The no‐free‐lunch theorem holds that it is impossible to know in advance which machine-learning model is best suited to a particular dataset (Wolpert 1996). Consequently, the most practical approach lies in applying as many methods as feasible. Though economics has been slow to accept machine learning, economists should draw liberally from either side of the cultural divide between statistical and algorithmic traditions (Athey and Imbens, 2019).
Because machine-learning alternatives to linear regression are so easily implemented, the practical case for combining statistical and algorithmic methods becomes even more compelling. Panel data, once rendered in a two-dimensional format compatible with Excel or statistical software such as Stata or SPSS, can be exported as comma-separated values (CSV). Data in CSV format can be imported into Python and put immediately to work, with minimal preprocessing, in every machine-learning model evaluated in this paper.
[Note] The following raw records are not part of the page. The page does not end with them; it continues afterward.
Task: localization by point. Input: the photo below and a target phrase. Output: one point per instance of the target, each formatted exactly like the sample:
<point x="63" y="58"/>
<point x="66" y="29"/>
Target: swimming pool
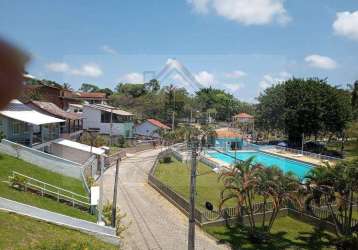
<point x="300" y="169"/>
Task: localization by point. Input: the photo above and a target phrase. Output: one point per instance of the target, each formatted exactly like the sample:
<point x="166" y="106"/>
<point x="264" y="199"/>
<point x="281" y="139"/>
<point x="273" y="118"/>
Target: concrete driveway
<point x="154" y="222"/>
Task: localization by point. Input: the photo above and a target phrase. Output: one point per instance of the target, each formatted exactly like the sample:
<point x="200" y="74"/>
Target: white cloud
<point x="133" y="77"/>
<point x="205" y="78"/>
<point x="235" y="74"/>
<point x="272" y="79"/>
<point x="247" y="12"/>
<point x="322" y="62"/>
<point x="109" y="50"/>
<point x="346" y="24"/>
<point x="89" y="70"/>
<point x="234" y="87"/>
<point x="200" y="6"/>
<point x="58" y="67"/>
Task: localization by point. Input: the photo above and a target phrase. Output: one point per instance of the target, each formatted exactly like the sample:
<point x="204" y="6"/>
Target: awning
<point x="19" y="111"/>
<point x="80" y="146"/>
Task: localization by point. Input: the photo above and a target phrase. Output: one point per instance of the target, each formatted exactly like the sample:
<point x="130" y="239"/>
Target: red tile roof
<point x="158" y="124"/>
<point x="227" y="133"/>
<point x="91" y="95"/>
<point x="53" y="109"/>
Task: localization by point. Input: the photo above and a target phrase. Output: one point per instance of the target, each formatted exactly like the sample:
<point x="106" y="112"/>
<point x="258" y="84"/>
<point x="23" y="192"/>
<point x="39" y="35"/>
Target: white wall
<point x="69" y="153"/>
<point x="41" y="159"/>
<point x="92" y="119"/>
<point x="146" y="129"/>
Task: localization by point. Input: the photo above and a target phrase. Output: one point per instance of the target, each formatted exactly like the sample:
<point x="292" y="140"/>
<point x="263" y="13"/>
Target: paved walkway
<point x="105" y="233"/>
<point x="155" y="223"/>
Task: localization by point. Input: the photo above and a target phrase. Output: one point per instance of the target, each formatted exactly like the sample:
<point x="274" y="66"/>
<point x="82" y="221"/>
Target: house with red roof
<point x="150" y="128"/>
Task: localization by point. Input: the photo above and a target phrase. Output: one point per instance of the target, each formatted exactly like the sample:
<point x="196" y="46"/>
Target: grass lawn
<point x="287" y="233"/>
<point x="350" y="148"/>
<point x="9" y="164"/>
<point x="21" y="232"/>
<point x="176" y="175"/>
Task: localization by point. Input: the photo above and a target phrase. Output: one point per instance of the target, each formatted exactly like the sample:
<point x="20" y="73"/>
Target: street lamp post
<point x="191" y="235"/>
<point x="114" y="204"/>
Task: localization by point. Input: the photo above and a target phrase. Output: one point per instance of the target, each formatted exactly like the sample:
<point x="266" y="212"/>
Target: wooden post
<point x="191" y="235"/>
<point x="114" y="204"/>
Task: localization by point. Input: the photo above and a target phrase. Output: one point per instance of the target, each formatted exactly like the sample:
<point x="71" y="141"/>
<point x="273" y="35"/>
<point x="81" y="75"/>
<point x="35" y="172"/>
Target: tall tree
<point x="303" y="106"/>
<point x="88" y="87"/>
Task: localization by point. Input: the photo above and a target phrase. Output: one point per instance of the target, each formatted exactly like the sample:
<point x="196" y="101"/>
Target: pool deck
<point x="302" y="158"/>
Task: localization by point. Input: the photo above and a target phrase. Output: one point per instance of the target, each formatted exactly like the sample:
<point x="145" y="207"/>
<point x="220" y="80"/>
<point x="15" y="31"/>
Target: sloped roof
<point x="158" y="124"/>
<point x="19" y="111"/>
<point x="107" y="108"/>
<point x="53" y="109"/>
<point x="91" y="94"/>
<point x="227" y="133"/>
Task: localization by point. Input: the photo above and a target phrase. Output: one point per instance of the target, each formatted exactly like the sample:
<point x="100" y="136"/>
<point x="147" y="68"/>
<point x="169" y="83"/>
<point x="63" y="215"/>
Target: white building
<point x="150" y="128"/>
<point x="108" y="120"/>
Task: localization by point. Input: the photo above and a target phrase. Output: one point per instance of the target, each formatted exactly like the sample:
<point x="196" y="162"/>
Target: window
<point x="106" y="118"/>
<point x="17" y="127"/>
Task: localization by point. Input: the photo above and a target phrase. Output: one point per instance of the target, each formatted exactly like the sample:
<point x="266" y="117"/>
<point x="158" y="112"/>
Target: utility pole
<point x="114" y="203"/>
<point x="111" y="127"/>
<point x="303" y="142"/>
<point x="173" y="114"/>
<point x="191" y="236"/>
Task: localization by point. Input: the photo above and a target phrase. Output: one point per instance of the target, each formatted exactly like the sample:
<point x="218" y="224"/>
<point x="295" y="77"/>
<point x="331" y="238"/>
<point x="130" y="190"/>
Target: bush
<point x="18" y="182"/>
<point x="72" y="244"/>
<point x="107" y="217"/>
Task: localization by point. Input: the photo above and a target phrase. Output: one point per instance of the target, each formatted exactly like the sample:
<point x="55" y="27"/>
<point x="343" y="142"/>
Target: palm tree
<point x="265" y="188"/>
<point x="239" y="184"/>
<point x="67" y="86"/>
<point x="335" y="188"/>
<point x="283" y="189"/>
Dendrological Methods: Decision Trees and Forests
The classification and regression tree (CART) algorithm supports a dazzling constellation of methods (Breiman et al., 1984; Loh 2008). Decision trees and their stochastic ensembles (or forests) may be known by the fanciful name, dendrological machine learning.
Because its predictions are not rigidly linear, dendrological machine learning often outperforms linear regression. All dendrological algorithms are robust in the presence of outliers. These algorithms are also quite forgiving of misspecified models. The inclusion of weakly predictive or even non-predictive variables rarely weakens a decision tree or forest ensemble.
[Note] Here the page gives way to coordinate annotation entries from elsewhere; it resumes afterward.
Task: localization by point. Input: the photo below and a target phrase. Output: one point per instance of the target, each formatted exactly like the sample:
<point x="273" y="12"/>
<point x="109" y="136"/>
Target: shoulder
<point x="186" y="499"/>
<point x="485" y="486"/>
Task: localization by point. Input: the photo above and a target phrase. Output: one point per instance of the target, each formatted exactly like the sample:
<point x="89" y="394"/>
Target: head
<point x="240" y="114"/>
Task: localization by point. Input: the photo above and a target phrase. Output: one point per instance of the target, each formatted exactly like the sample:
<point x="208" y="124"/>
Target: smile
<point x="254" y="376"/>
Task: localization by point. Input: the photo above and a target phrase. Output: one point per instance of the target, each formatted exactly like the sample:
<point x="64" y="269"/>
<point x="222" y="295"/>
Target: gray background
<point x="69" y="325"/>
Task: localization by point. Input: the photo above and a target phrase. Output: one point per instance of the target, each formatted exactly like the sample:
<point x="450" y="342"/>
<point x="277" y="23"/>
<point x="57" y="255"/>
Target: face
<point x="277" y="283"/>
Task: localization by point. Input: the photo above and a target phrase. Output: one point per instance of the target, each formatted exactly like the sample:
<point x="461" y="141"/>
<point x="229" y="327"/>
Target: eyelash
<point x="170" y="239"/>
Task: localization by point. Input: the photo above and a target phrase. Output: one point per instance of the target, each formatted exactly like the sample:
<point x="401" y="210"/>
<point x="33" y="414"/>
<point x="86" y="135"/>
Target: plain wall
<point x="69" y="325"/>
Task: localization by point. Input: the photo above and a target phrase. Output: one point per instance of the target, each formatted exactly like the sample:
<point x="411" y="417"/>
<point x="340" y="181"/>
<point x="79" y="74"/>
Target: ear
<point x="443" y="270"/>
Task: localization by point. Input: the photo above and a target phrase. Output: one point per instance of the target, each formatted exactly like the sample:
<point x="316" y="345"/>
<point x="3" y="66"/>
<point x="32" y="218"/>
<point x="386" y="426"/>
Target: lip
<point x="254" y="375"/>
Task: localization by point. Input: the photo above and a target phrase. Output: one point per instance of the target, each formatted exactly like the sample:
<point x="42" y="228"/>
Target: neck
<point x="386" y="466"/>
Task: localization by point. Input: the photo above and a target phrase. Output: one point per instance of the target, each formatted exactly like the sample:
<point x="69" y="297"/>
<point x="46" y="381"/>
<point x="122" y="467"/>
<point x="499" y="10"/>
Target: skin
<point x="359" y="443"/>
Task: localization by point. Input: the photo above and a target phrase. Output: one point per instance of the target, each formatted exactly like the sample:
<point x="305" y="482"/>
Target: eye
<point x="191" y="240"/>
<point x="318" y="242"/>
Bifurcating the data according to values for each independent variable generates a decision tree predicting the average price per house in each of Boston’s 506 census tracts. This basic machine-learning model instantly improves r2 relative to the OLS baseline. r2 for the training set improves from 0.716806 to 0.920483. More importantly, test set r2 improves by nearly +0.10 from 0.778941 to 0.876399.
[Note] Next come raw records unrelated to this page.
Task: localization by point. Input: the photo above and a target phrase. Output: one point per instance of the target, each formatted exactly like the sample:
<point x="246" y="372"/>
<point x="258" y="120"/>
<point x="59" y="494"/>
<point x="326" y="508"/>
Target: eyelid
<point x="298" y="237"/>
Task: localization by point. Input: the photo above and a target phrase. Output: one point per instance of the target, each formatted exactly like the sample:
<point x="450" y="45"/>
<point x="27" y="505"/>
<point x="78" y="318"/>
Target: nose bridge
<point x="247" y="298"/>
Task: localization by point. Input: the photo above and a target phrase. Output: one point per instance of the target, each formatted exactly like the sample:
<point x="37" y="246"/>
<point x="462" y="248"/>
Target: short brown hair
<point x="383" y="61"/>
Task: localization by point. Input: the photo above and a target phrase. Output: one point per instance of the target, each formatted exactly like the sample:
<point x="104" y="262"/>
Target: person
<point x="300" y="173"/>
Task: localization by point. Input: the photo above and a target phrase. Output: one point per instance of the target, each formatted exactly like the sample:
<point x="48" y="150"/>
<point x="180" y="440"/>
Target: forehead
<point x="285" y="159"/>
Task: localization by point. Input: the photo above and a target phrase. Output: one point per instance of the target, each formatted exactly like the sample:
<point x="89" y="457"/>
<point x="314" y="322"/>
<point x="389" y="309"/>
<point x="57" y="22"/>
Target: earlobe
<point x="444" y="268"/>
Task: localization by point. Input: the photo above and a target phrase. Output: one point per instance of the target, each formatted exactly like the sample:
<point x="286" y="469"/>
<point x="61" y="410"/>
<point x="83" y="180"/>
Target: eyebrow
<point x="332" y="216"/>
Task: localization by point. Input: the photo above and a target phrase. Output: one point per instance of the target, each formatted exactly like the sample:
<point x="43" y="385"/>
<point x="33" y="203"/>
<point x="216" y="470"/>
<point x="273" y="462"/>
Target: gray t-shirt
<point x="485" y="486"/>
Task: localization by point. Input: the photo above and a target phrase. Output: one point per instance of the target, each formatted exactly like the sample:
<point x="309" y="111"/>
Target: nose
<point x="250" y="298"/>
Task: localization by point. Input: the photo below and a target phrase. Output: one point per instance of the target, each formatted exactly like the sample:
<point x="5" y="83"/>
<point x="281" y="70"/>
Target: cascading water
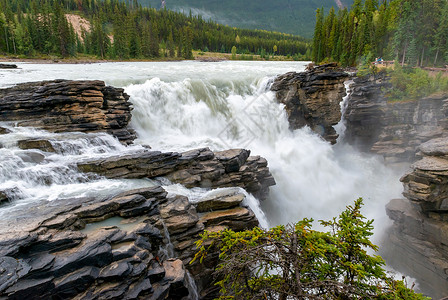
<point x="32" y="176"/>
<point x="314" y="179"/>
<point x="184" y="105"/>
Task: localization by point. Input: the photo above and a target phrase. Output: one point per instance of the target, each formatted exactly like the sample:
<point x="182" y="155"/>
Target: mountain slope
<point x="289" y="16"/>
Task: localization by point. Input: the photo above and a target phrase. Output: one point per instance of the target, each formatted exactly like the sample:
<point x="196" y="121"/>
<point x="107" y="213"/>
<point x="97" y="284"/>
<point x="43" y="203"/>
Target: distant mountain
<point x="289" y="16"/>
However, dendrological methods are incompatible with conventional tests of statistical significance. Machine-learning theorists debate the relative merits of less accurate but readily interpreted white box models and more accurate but heuristically opaque black box models (Rudin 2019). Methodological diversity generates a subtler gray spectrum of solutions offering different mixtures of accuracy and interpretability (Pintelas et al., 2020). In practice, different applications will demand blends of white and black box models (Loyola-González 2019).
Decision trees and ensembles of trees do quantify the contribution of each predictive variable. Tree-based methods in SciKit-Learn report feature importances, a vector of values reporting each regressor’s contribution to the model’s predictions (Géron 2019, pp. 198–199). Feature importances represent “a weighted average, where each node’s weight” in a decision tree or across all trees in a forest “is equal to the number of training samples that are associated with it” (Géron 2019, p. 198). Like any other vector of probabilities, their sum is always 1.
Feature importances most closely resemble standardized regression coefficients (or beta coefficients) in conventional statistics (Newman and Browner, 1991), whose use in causal inference is itself controversial (Greenland et al., 1986). Feature importances do differ in a crucial way. Whereas beta coefficients can be positive, negative, or zero, feature importances are invariably non-negative. Consequently, they convey no information regarding the positive or negative correlation between a predictor and the target variable.
Figure 1 reports feature importances for the core CART model. The number of residents of lower socioeconomic status and the average number of rooms per house account for more than 84% of the predictive power of a basic decision tree within the Boston housing dataset.
Feature Importances generated by the CART decision tree algorithm. Source: Author’s own calculations based on data from the Boston housing dataset on SciKit-Learn (Python 2021)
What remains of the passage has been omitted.